La CDAP a statué par voie de circulation.

Considérants

1.

Déposé en temps utile, selon les formes

prescrites par la loi, le recours est formellement recevable, de sorte qu'il y

a lieu d'entrer en matière sur le fond.

2.

La PCC, le Service de la santé publique, la

Police cantonale et les services sociaux cantonaux sont les autorités

compétentes au sens de la LPros (art. 23 al. 1 LPros). Pour ce qui est de la

fermeture des salons, la loi en distingue deux formes, l’immédiate (art. 15

LPros) et la définitive (art. 16 LPros). La fermeture immédiate relève de la

Police cantonale, selon l’art. 15 al. 1 LPros, soit parce que le salon en

question n’a pas fait l’objet d’une déclaration (let. a) ou que celle-ci est

inexacte (let. b), que les conditions d’exploitation ne sont pas respectées

(let. c), ou encore que l’accord écrit du propriétaire ou des copropriétaires

de l’immeuble fait défaut (let. d). L’affaire est ensuite immédiatement

transmise à la PCC, comme objet de sa compétence (art. 15 al. 2 LPros). La

fermeture définitive incombe à la PCC, selon l’art. 16 LPros, en cas d’atteinte

majeure à l’ordre, à la tranquillité et à la salubrité publics, de commission

d’un crime, de délits ou de contraventions répétés, de violations réitérées à

la législation, ou de présence d’un mineur dans le salon (let. a), ou lorsque

les conditions d’exercice de la prostitution ne sont pas respectées (let. b).

3.

En l'espèce, la recourante a interjeté recours

contre deux décisions: celle du 5 mars 2009 de la Police cantonale

ordonnant la fermeture immédiate du salon en application de l’art. 15 LPros et

celle du 27 mai 2009 de la PCC confirmant la décision de la Police cantonale et

ordonnant la fermeture du salon pour une durée de quatre mois en application de

l’art. 16 LPros.

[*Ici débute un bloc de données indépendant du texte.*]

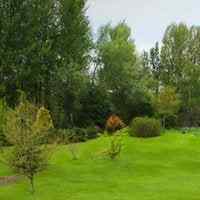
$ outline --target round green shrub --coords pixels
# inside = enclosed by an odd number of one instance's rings
[[[137,117],[131,123],[131,136],[156,137],[161,134],[160,121],[149,117]]]

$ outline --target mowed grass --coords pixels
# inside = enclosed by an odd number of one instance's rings
[[[0,187],[0,200],[199,200],[200,137],[171,131],[161,137],[124,136],[121,156],[109,160],[102,152],[109,137],[78,145],[72,160],[59,146],[48,170],[36,178],[31,195],[26,180]],[[10,175],[0,165],[0,175]]]

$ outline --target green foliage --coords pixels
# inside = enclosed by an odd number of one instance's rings
[[[148,100],[140,81],[141,65],[131,29],[125,22],[100,28],[97,55],[97,81],[110,96],[112,112],[128,122],[143,112],[142,108],[146,108]]]
[[[131,136],[156,137],[161,134],[160,121],[148,117],[137,117],[131,123]]]
[[[12,145],[26,143],[36,135],[33,132],[36,115],[37,107],[28,101],[21,102],[14,110],[7,113],[5,133]]]
[[[91,30],[85,0],[59,0],[55,36],[57,71],[49,92],[50,110],[55,126],[69,128],[76,124],[81,110],[81,94],[89,81],[87,74],[92,48]],[[57,11],[55,12],[57,17]]]
[[[82,92],[81,110],[78,114],[77,124],[81,127],[105,127],[106,119],[111,113],[111,100],[109,94],[100,85],[88,84]]]
[[[89,81],[92,39],[85,7],[85,0],[1,1],[0,95],[9,106],[17,105],[22,90],[50,109],[56,127],[74,125]]]
[[[165,127],[165,120],[169,117],[176,116],[180,108],[180,100],[176,94],[176,90],[172,87],[162,88],[159,95],[154,101],[154,106],[163,119],[163,126]]]
[[[87,139],[97,138],[99,136],[99,134],[102,132],[102,130],[99,126],[87,127],[86,131],[87,131]]]
[[[185,68],[188,65],[190,31],[186,24],[171,24],[167,27],[161,48],[162,80],[166,85],[182,87]]]
[[[130,28],[125,22],[115,27],[111,25],[102,27],[99,31],[97,48],[103,64],[99,77],[108,89],[116,92],[115,90],[128,84],[136,70],[135,44],[131,39]]]
[[[44,101],[57,60],[55,12],[51,0],[1,1],[1,83],[9,105],[16,104],[18,89],[36,103]]]
[[[172,87],[180,100],[180,126],[198,126],[200,28],[184,23],[167,27],[162,45],[144,52],[143,73],[150,92],[159,94],[161,88]],[[171,111],[169,111],[171,112]],[[169,118],[176,116],[167,116]],[[167,126],[166,122],[166,126]]]
[[[162,82],[176,88],[181,100],[180,125],[195,126],[193,118],[199,107],[200,28],[171,24],[164,35],[161,49]],[[194,123],[193,123],[194,122]]]
[[[33,131],[37,134],[45,134],[53,128],[53,121],[49,111],[46,108],[41,107],[37,112],[36,119],[33,124]]]
[[[0,100],[0,148],[2,146],[8,145],[8,141],[6,140],[6,136],[4,133],[4,126],[6,123],[6,113],[9,108],[4,100]]]
[[[35,140],[26,141],[26,144],[15,145],[9,164],[19,174],[26,176],[31,184],[31,192],[34,192],[34,177],[47,166],[47,151],[42,146],[36,146]]]
[[[147,86],[157,95],[162,84],[162,63],[160,57],[159,43],[156,42],[155,47],[150,49],[150,52],[144,52],[142,55],[143,76],[146,79]]]
[[[163,121],[177,117],[182,126],[198,126],[200,28],[171,24],[161,45],[139,56],[124,21],[101,27],[94,45],[86,5],[85,0],[1,1],[0,97],[8,106],[14,108],[24,91],[32,103],[50,110],[58,129],[104,128],[111,113],[125,123],[159,114]],[[160,103],[165,100],[159,92],[168,86],[179,106]],[[158,97],[157,113],[151,94]],[[0,138],[5,140],[2,133]]]
[[[69,128],[53,130],[48,135],[50,141],[57,141],[62,144],[85,142],[97,138],[101,132],[99,127]],[[51,142],[50,142],[51,143]]]
[[[85,142],[87,141],[87,131],[84,128],[75,127],[71,129],[71,135],[73,142]]]
[[[30,180],[32,192],[34,177],[44,169],[48,159],[49,149],[41,145],[41,140],[52,126],[48,111],[44,108],[38,110],[28,101],[21,102],[7,114],[6,136],[14,146],[9,163],[16,172]]]
[[[114,136],[110,137],[110,144],[109,148],[106,150],[106,155],[111,159],[114,160],[120,156],[122,151],[122,136],[119,134],[115,134]]]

Il convient d'examiner le bien-fondé de chacune de ces

décisions.

4.

La Police cantonale et la PCC ont,

respectivement, prononcé et confirmé la fermeture immédiate du salon au motif

qu'il n'offrait pas de garanties suffisantes en matière de sécurité.

a) L'art. 15 al. 1 let. c LPros

prévoit que la Police cantonale peut procéder à la fermeture immédiate d'un

salon, pour trois mois au moins, lorsque celui-ci n'offre pas des conditions

satisfaisantes notamment en matière d'hygiène, de

sécurité et d'ordre public.

b) En l’espèce, les photos prises

par la Police cantonale lors de l'inspection du 5 mars 2009 et versées au

dossier démontrent clairement que la cachette aménagée par la recourante dans

les combles pour y accueillir des occupants du salon lors de perquisitions par

la Police cantonale n'offrait pas des garanties suffisantes en termes de sécurité.

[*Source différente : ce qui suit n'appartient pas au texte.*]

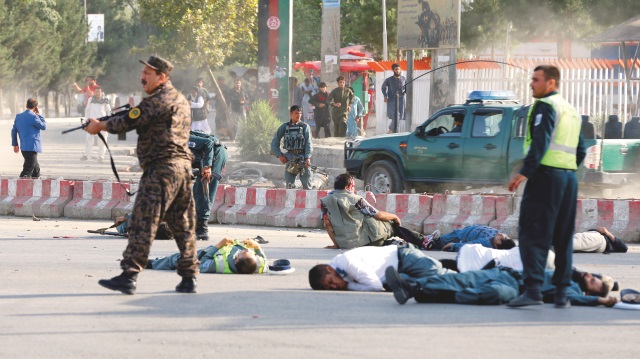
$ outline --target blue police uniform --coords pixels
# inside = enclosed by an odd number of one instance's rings
[[[518,229],[528,296],[540,293],[552,244],[556,270],[551,281],[557,287],[570,285],[578,193],[575,171],[585,157],[581,122],[577,111],[557,92],[538,99],[529,111],[527,155],[520,170],[528,181]]]
[[[222,179],[222,170],[227,163],[227,148],[220,143],[220,140],[214,135],[204,132],[191,131],[189,136],[189,149],[193,153],[195,159],[193,168],[199,168],[200,172],[196,176],[193,183],[193,198],[196,203],[196,235],[199,239],[207,240],[207,222],[211,215],[211,206],[216,198],[218,191],[218,183]],[[202,168],[211,167],[211,180],[209,181],[209,197],[204,193],[202,182]]]

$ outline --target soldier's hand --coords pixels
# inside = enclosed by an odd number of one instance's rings
[[[384,99],[384,103],[387,103],[387,99],[386,98]]]
[[[102,126],[103,124],[100,121],[95,118],[90,118],[87,120],[87,127],[85,127],[84,130],[92,135],[96,135],[103,130]]]
[[[609,308],[613,307],[616,303],[618,302],[618,300],[615,297],[606,297],[606,298],[598,298],[598,303],[607,306]]]
[[[304,166],[307,168],[311,166],[311,158],[307,158],[304,160]]]
[[[119,226],[119,225],[121,225],[121,224],[122,224],[124,221],[126,221],[126,220],[127,220],[127,219],[126,219],[126,218],[124,218],[124,216],[118,216],[118,217],[116,217],[116,222],[115,222],[115,224],[116,224],[116,226]]]
[[[450,252],[451,251],[451,243],[449,243],[446,246],[442,247],[442,251],[443,252]]]
[[[333,103],[333,105],[334,105],[335,107],[340,107],[340,106],[342,106],[342,104],[341,104],[340,102],[334,102],[334,103]]]
[[[201,176],[203,183],[209,183],[211,181],[211,167],[202,168]]]
[[[318,107],[323,108],[323,107],[324,107],[324,104],[323,104],[323,103],[321,103],[321,104],[319,104],[319,105],[318,105]]]
[[[278,157],[278,159],[280,160],[280,162],[282,162],[283,164],[287,163],[287,158],[284,156],[280,156]]]
[[[228,246],[229,244],[233,244],[233,239],[230,238],[224,238],[223,240],[221,240],[220,242],[218,242],[218,244],[216,244],[216,247],[218,249],[224,247],[224,246]]]
[[[13,152],[15,152],[15,153],[20,152],[20,147],[18,147],[18,146],[13,146]]]

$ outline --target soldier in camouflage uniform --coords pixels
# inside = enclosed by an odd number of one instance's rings
[[[284,171],[284,179],[287,187],[293,187],[296,177],[300,175],[300,182],[304,189],[311,189],[311,126],[302,122],[300,106],[294,105],[289,109],[289,122],[283,123],[276,131],[271,141],[271,152],[278,157],[280,162],[287,164]],[[284,138],[283,147],[287,150],[282,153],[280,141]]]
[[[338,76],[336,81],[338,82],[338,87],[329,93],[327,103],[331,105],[333,134],[336,137],[344,137],[347,134],[347,117],[353,104],[353,91],[345,86],[346,80],[344,76]]]
[[[86,128],[91,134],[136,130],[137,155],[144,170],[129,223],[129,244],[120,262],[123,272],[98,283],[125,294],[135,293],[138,273],[147,265],[152,239],[164,220],[181,255],[177,271],[182,281],[176,291],[195,293],[199,261],[191,194],[191,108],[169,80],[170,62],[156,56],[140,62],[145,65],[140,76],[142,88],[150,96],[126,115],[104,122],[90,118]]]

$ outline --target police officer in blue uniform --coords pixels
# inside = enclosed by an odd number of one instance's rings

En effet, compte tenu de leur situation à proximité immédiate d'objets

inflammables (cartons, etc.) et de leur difficulté d'accès - puisque deux

portes ont dû être enfoncées par les forces de l'ordre avant qu'elles aient pu

y pénétrer -, les lieux aménagés étaient, pour les personnes qui s'y cachaient,

dangereux en cas d'incendie. Et la présence d'extincteurs dans le salon, à

proximité, n’atténue en rien ce caractère dangereux. Quant à l'argument de la

recourante selon lequel les personnes en cause ne se cacheraient à cet endroit

"que durant quelques minutes", soit le temps d'échapper aux contrôles

de police, il n'est pas pertinent.

c) La décision du 5 mars 2009 de la

Police cantonale ordonnant la fermeture immédiate du salon, ainsi que la

décision du 27 mai 2009 de la PCC la confirmant doivent dès lors être

confirmées. Il ne ressort en effet pas du dossier que le rétablissement des

lieux invoqué par la recourante ait fait l'objet d'un constat officiel.

5.

La PCC a prononcé la fermeture du salon pendant

quatre mois en application de l'art. 16 LPros aux motifs que l'existence même

de la cachette aménagée par la recourante contrevenait à la LPros puisqu'elle

visait à permettre aux occupants du salon de se soustraire aux contrôles

administratifs et de police que pourraient exercer les autorités compétentes

dans le cadre de l'application de la LPros et que la cachette avait été

utilisée à plusieurs reprises pour échapper à des contrôles de police par des

personnes qui s'adonnaient à la prostitution dans les lieux et qui se

trouvaient en situation irrégulière.

a) A teneur de son art. 2, les

objectifs de la LPros sont de garantir, dans le milieu de la prostitution, que

les conditions d'exercice de cette activité sont conformes à la législation,

soit notamment qu'il n'est pas porté atteinte à la liberté d'action des

personnes qui se prostituent, que celles-ci ne sont pas victimes de menaces, de

violences ou de pressions ou que l'on ne profite pas de leur détresse ou de

leur dépendance pour les déterminer à se livrer à un acte sexuel ou d'ordre

sexuel (let. a), de garantir la mise en oeuvre de mesures de prévention

sanitaires et sociales (let. b) et de réglementer les lieux, heures et

modalités de l'exercice de la prostitution, ainsi que de lutter contre les

manifestations secondaires de la prostitution de nature à troubler l'ordre

public (let. c).

Cette législation impose à tout

exploitant d'annoncer à la PCC le salon qu'il entend gérer sur le territoire

cantonal, et ce par le biais d'une déclaration prévue à l'art. 9 LPros.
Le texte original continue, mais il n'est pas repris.